UH-led team receives $3.1 million DOE award to develop superconducting wire for wind turbines
The University of Houston will lead a public-private research team that has been awarded $3.1 million by the U.S. Department of Energy (DOE) to develop a low-cost superconducting wire that could be used to power future wind turbines.
This support is part of the DOE's Advanced Research Projects Agency-Energy (ARPA-E) program, which recently announced it has awarded $156 million to 60 cutting-edge research projects designed to improve how the U.S. produces and uses energy.
UH, in conjunction with SuperPower Inc., the DOE's National Renewable Energy Laboratory (NREL), Tai-Yang Research and TECO-Westinghouse Motor Company, will develop an efficient, low-cost high-temperature superconducting wire (HTS) to use in future advanced wind turbine generators. This breakthrough technology is a key enabling technology for other electromagnetic devices as well.
Venkat "Selva" Selvamanickam, M.D. Anderson Chair Professor of Mechanical Engineering, director of the Applied Research Hub of the Texas Center for Superconductivity at the University of Houston (TcSUH) and Chief Technology Advisor for SuperPower, will lead the research project.
"This grant will be used to produce a high-performance superconducting wire to build a light, high power and high efficiency wind turbine generator. Superconducting wire enables us to build wind generators with power ratings at 10 megawatt and above, which are suitable for offshore wind power plants," Selvamanickam said. "The use of high-power generators can reduce installation, maintenance and capital costs of the turbine and the wind power plants."

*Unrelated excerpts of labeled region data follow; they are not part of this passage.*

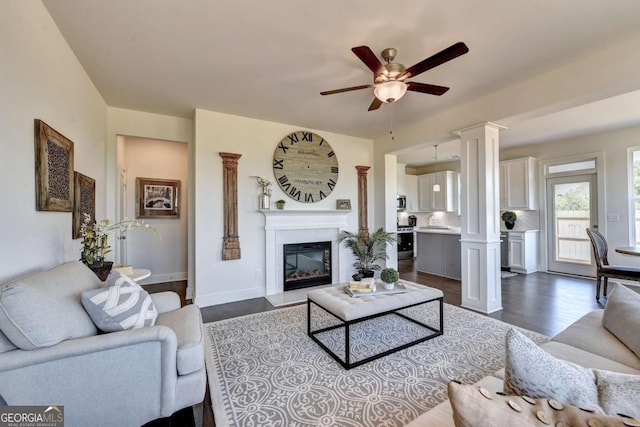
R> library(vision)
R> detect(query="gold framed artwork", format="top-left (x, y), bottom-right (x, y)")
top-left (71, 172), bottom-right (96, 239)
top-left (34, 119), bottom-right (73, 212)
top-left (136, 178), bottom-right (180, 218)
top-left (336, 199), bottom-right (351, 211)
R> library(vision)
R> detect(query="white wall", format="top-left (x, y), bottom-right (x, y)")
top-left (0, 1), bottom-right (107, 281)
top-left (106, 107), bottom-right (195, 297)
top-left (500, 127), bottom-right (640, 266)
top-left (194, 110), bottom-right (373, 306)
top-left (123, 137), bottom-right (189, 284)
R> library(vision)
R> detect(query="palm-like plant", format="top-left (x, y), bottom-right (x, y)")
top-left (338, 227), bottom-right (396, 277)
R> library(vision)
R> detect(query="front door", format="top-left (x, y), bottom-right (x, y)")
top-left (547, 173), bottom-right (598, 276)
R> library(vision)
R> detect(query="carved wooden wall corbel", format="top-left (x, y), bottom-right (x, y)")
top-left (219, 153), bottom-right (242, 261)
top-left (356, 166), bottom-right (371, 239)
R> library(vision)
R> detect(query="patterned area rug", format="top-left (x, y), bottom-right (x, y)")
top-left (205, 304), bottom-right (547, 427)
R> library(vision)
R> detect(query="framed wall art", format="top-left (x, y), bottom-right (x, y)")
top-left (136, 178), bottom-right (180, 218)
top-left (336, 199), bottom-right (351, 211)
top-left (72, 172), bottom-right (96, 239)
top-left (34, 119), bottom-right (73, 212)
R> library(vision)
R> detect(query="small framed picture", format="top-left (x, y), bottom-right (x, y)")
top-left (136, 178), bottom-right (180, 218)
top-left (34, 119), bottom-right (73, 212)
top-left (71, 172), bottom-right (96, 239)
top-left (336, 199), bottom-right (351, 211)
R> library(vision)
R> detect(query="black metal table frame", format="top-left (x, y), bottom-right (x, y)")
top-left (307, 297), bottom-right (444, 369)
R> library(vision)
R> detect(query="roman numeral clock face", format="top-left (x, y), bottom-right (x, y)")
top-left (273, 131), bottom-right (338, 203)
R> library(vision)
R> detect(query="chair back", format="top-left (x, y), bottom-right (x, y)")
top-left (587, 228), bottom-right (609, 270)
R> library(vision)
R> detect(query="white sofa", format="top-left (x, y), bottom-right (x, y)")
top-left (0, 262), bottom-right (206, 427)
top-left (407, 298), bottom-right (640, 427)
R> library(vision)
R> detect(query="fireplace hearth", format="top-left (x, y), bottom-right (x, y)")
top-left (282, 242), bottom-right (331, 291)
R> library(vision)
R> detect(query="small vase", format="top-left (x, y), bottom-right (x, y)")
top-left (260, 194), bottom-right (271, 210)
top-left (87, 261), bottom-right (113, 282)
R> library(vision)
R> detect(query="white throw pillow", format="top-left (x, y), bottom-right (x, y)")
top-left (82, 272), bottom-right (158, 332)
top-left (504, 329), bottom-right (604, 413)
top-left (602, 283), bottom-right (640, 357)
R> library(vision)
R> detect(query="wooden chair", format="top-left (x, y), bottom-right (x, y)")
top-left (587, 228), bottom-right (640, 301)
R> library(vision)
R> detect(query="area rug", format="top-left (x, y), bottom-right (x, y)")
top-left (205, 304), bottom-right (548, 427)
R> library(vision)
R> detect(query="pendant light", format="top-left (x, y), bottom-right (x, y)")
top-left (433, 144), bottom-right (440, 193)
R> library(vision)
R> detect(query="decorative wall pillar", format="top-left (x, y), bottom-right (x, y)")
top-left (219, 153), bottom-right (242, 261)
top-left (456, 123), bottom-right (504, 313)
top-left (356, 166), bottom-right (371, 239)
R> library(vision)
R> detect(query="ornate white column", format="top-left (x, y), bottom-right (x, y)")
top-left (456, 122), bottom-right (504, 313)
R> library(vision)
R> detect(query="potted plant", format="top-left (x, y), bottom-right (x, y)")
top-left (502, 211), bottom-right (518, 230)
top-left (380, 268), bottom-right (400, 289)
top-left (80, 213), bottom-right (158, 281)
top-left (253, 176), bottom-right (271, 210)
top-left (338, 227), bottom-right (396, 278)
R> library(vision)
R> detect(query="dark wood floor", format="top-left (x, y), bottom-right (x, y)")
top-left (154, 260), bottom-right (606, 427)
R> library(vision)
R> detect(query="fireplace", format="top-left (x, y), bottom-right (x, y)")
top-left (282, 242), bottom-right (332, 291)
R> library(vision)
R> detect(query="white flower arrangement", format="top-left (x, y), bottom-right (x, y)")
top-left (254, 176), bottom-right (271, 196)
top-left (80, 213), bottom-right (158, 266)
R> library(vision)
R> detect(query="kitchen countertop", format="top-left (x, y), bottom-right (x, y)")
top-left (413, 227), bottom-right (460, 235)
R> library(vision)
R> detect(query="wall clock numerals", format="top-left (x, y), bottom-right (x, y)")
top-left (273, 131), bottom-right (339, 203)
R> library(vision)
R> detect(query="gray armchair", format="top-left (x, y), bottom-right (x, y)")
top-left (0, 262), bottom-right (206, 426)
top-left (587, 228), bottom-right (640, 301)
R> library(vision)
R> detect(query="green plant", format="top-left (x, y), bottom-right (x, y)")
top-left (338, 227), bottom-right (396, 276)
top-left (380, 268), bottom-right (400, 283)
top-left (502, 211), bottom-right (518, 222)
top-left (80, 213), bottom-right (158, 267)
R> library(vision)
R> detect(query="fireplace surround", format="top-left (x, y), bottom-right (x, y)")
top-left (261, 210), bottom-right (350, 295)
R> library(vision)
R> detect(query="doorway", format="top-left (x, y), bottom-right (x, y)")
top-left (547, 172), bottom-right (598, 276)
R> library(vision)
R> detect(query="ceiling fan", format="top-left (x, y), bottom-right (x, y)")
top-left (320, 42), bottom-right (469, 111)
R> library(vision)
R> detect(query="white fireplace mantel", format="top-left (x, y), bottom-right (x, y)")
top-left (260, 209), bottom-right (351, 295)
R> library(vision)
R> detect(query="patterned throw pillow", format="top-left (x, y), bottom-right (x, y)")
top-left (81, 272), bottom-right (158, 332)
top-left (504, 329), bottom-right (604, 413)
top-left (448, 381), bottom-right (640, 427)
top-left (593, 369), bottom-right (640, 419)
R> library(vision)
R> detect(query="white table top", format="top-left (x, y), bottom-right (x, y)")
top-left (128, 268), bottom-right (151, 282)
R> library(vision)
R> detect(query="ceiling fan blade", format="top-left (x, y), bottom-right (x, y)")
top-left (368, 98), bottom-right (382, 111)
top-left (398, 42), bottom-right (469, 79)
top-left (407, 82), bottom-right (449, 96)
top-left (351, 46), bottom-right (384, 74)
top-left (320, 85), bottom-right (373, 95)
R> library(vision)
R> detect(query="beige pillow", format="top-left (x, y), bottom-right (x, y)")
top-left (593, 369), bottom-right (640, 419)
top-left (504, 329), bottom-right (604, 413)
top-left (448, 381), bottom-right (640, 427)
top-left (602, 283), bottom-right (640, 357)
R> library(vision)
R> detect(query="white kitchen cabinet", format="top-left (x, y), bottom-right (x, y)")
top-left (509, 230), bottom-right (538, 274)
top-left (418, 171), bottom-right (458, 212)
top-left (500, 157), bottom-right (538, 210)
top-left (404, 175), bottom-right (418, 212)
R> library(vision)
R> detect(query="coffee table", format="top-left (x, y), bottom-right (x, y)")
top-left (307, 280), bottom-right (444, 369)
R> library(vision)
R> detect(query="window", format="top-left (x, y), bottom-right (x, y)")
top-left (630, 148), bottom-right (640, 245)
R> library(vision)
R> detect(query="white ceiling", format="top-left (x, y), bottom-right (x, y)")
top-left (44, 0), bottom-right (640, 164)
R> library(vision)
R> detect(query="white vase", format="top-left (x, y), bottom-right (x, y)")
top-left (260, 194), bottom-right (271, 210)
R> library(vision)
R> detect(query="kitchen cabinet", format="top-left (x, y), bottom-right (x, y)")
top-left (508, 230), bottom-right (538, 274)
top-left (500, 157), bottom-right (538, 210)
top-left (418, 171), bottom-right (459, 212)
top-left (404, 175), bottom-right (418, 212)
top-left (415, 231), bottom-right (462, 280)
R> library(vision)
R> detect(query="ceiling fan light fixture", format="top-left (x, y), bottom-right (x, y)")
top-left (373, 80), bottom-right (407, 103)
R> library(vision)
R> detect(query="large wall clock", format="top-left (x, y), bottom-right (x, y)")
top-left (273, 131), bottom-right (338, 203)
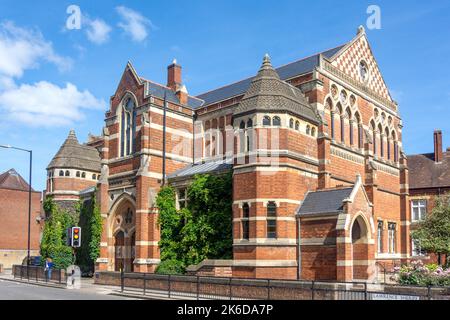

"While conventional generator windings are made of copper wire, with a superconducting wire, it is possible to pass hundreds of times more electric current than a copper wire," Selvamanickam said. "But the cost of superconducting wire is currently very expensive. Our goal is to develop a low cost superconducting wire that will make superconducting wind generators become more practical for widespread use."
Arthur P. Kazanjian, general manager at SuperPower, said, "SuperPower, which is now establishing a Specialty Products facility at the UH Energy Research Park, will transition the technology now being developed at UH to SuperPower's manufacturing plant in Schenectady, N.Y. This project builds on the wire technology that was developed in Schenectady since SuperPower's formation in 2000 and improved further by a two-fold better performance achieved at UH last year."
In this project, Tai Yang Research, a Florida-based corporation, will fabricate and test a wind turbine generator coil using the new superconducting wire based on design developed by TECO-Westinghouse Motor Company.
TECO-Westinghouse Motor Company, as the principal purveyor of the generator design, will focus its efforts on the design analysis and manufacturability of the resulting scalable generator design to include cryogenic cooling and quench protection demonstration. TECO-Westinghouse Motor Company will use the new superconducting wire to build offshore wind turbine generators and the next generation of power-dense motors and generators. NREL will evaluate the impact of the enhanced superconducting wire on the overall system performance.
The projects that received ARPA-E support all focus on accelerating innovations in clean technology while increasing the nation's competitiveness in rare-earth alternatives and breakthroughs in biofuels, thermal storage, grid controls and solar power electronics, the DOE said.
"These innovative projects are at the forefront of a new technological frontier that plays a critical role in our future energy security and economic growth," says Arun Majumdar, director of ARPA-E. "It is now more important than ever to invest in game-changing ideas that will build the technological infrastructure for a new, clean energy economy."
This is the second ARPA-E grant awarded to projects involving superconducting research at UH in partnership with SuperPower, the first member of the UH Applied Research Hub. Last September, UH, SuperPower and two other institutions received a $4.2 million grant to develop an affordable, large-scale superconducting magnet energy storage (SMES) system device. Energy storage is crucial in developing the widespread use of wind and solar power.
In that project, Selvamanickam and the UH-SuperPower research group are working to develop an HTS wire that meets the performance and cost requirements of a commercial SMES device through investigation of an innovative manufacturing process. By comparison, in this project the researchers are investigating new way to improve the superconducting wire itself, enabling breakthrough use in superconducting generators.
"Both of these projects demonstrate the strength of public-private partnerships to move technology forward in ways that can greatly benefit us all," said Rathindra N. Bose, UH vice chancellor/vice president of research and technology transfer. "These projects combine all the elements needed to get a new technology to the market – the technology R&D, the development of a high-tech work force, the manufacturing capability, the sub-components and, finally, the path to the marketplace."